New Delhi, May 28 : The wait for retail price of regular petrol in the city of Mumbai to cross Rs 100 a litre mark, its highest level ever, has got a bit longer with Oil marketing companies (OMCs) deciding to keep fuel prices unchanged on Friday.
But this wait has already ended for the city of Jaipur where with Thursday’s fuel price hike, regular petrol is now being sold at Rs 100.17 per litre. Similar is the case with several towns and cities in Rajasthan, Madhya Pradesh and Maharashtra including in Thane where petrol price has crossed the Rs 100 per litre much before the Thursday’s price rise.
With no change in prices on Friday, the pump price of petrol in Mumbai continues to remain at Rs 99.94 a litre. Similarly, diesel prices in the city is also static at Rs 91.87 a litre, the highest among all four major metro cities in the country.
In Delhi also, petrol and diesel are priced at previous days level of Rs 93.68 and Rs 84.61 a litre, respectively.
Premium petrol prices has already crossed the Rs 100 per litre mark in the city and other parts of the country through increase in the retail rates in the month of January and February.
Friday’s pause in price revision came after OMCs raised fuel prices by 25-30 paise a litre kept on the previous day. The oil companies have been following this trend for past couple of weeks when fuel prices are raised on few days and kept unchanged on others.

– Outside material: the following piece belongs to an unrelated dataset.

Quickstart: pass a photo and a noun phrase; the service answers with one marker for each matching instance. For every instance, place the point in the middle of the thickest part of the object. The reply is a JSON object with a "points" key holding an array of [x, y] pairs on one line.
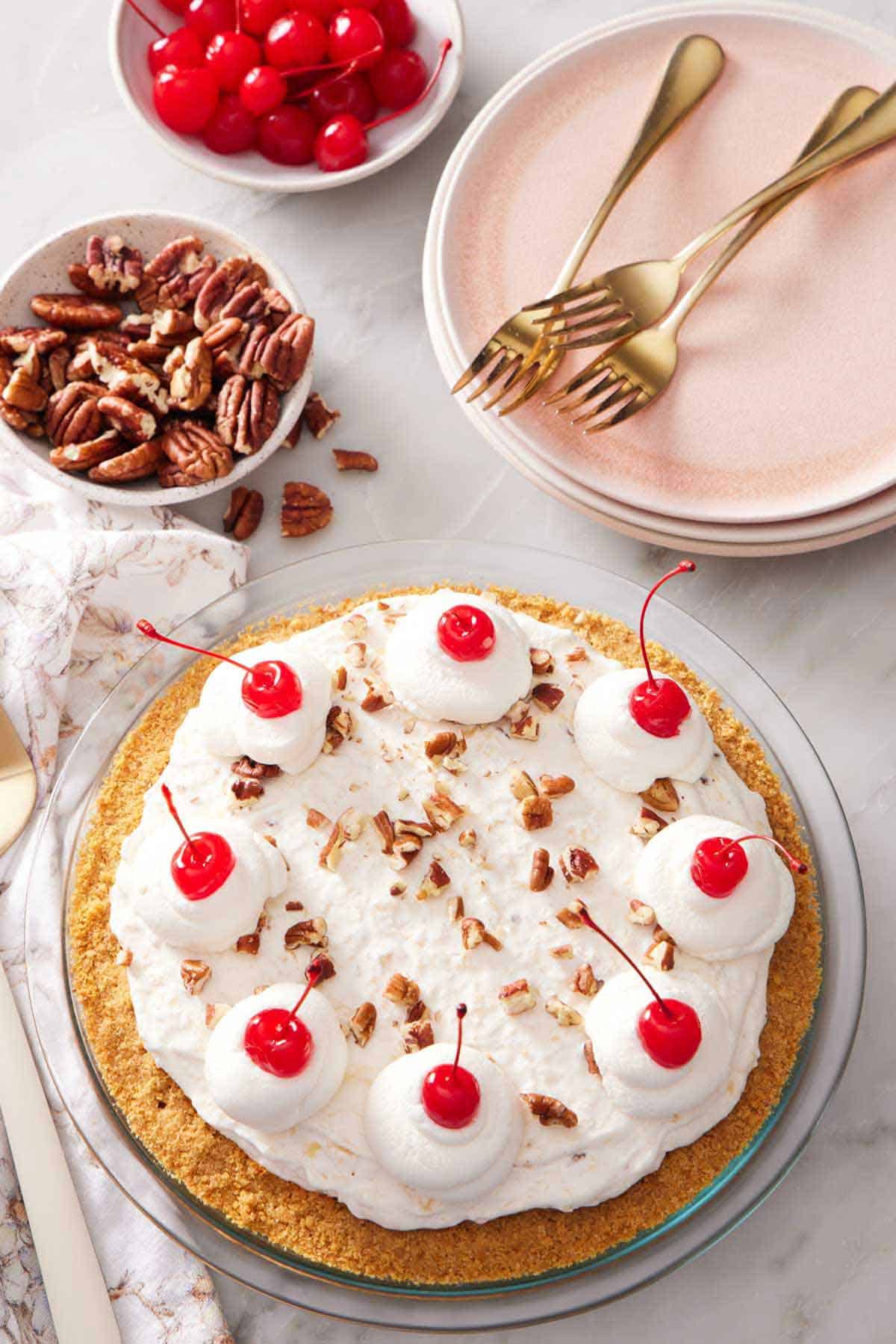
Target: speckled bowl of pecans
{"points": [[149, 358]]}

Fuel prices have now increased and remained unchanged on 14 days each respectively so far in the month of May. The 14 increases in May has taken up petrol prices by Rs 3.28 per litre in Delhi. Similarly, diesel price has increased by Rs 3.88 per litre in national capital.
Under the daily price revision, the OMCs revise petrol and diesel prices every morning benchmarking retail fuel prices to a 15-day rolling average of global refined products’ prices and dollar exchange rate. However, in a market where fuel prices need to be increased successively, oil companies this month have been holding back price rise on few days before starting the process all over again.
Earlier, IANS had reported that OMCs may begin increasing the retail price of petrol and diesel post state elections as they were incurring losses to the tune of Rs 2-3 per litre by holding the price line despite higher global crude and product prices.
With global crude prices rising again to around $70 a barrel mark, OMCs may have to keep revising prices upwards for some more time.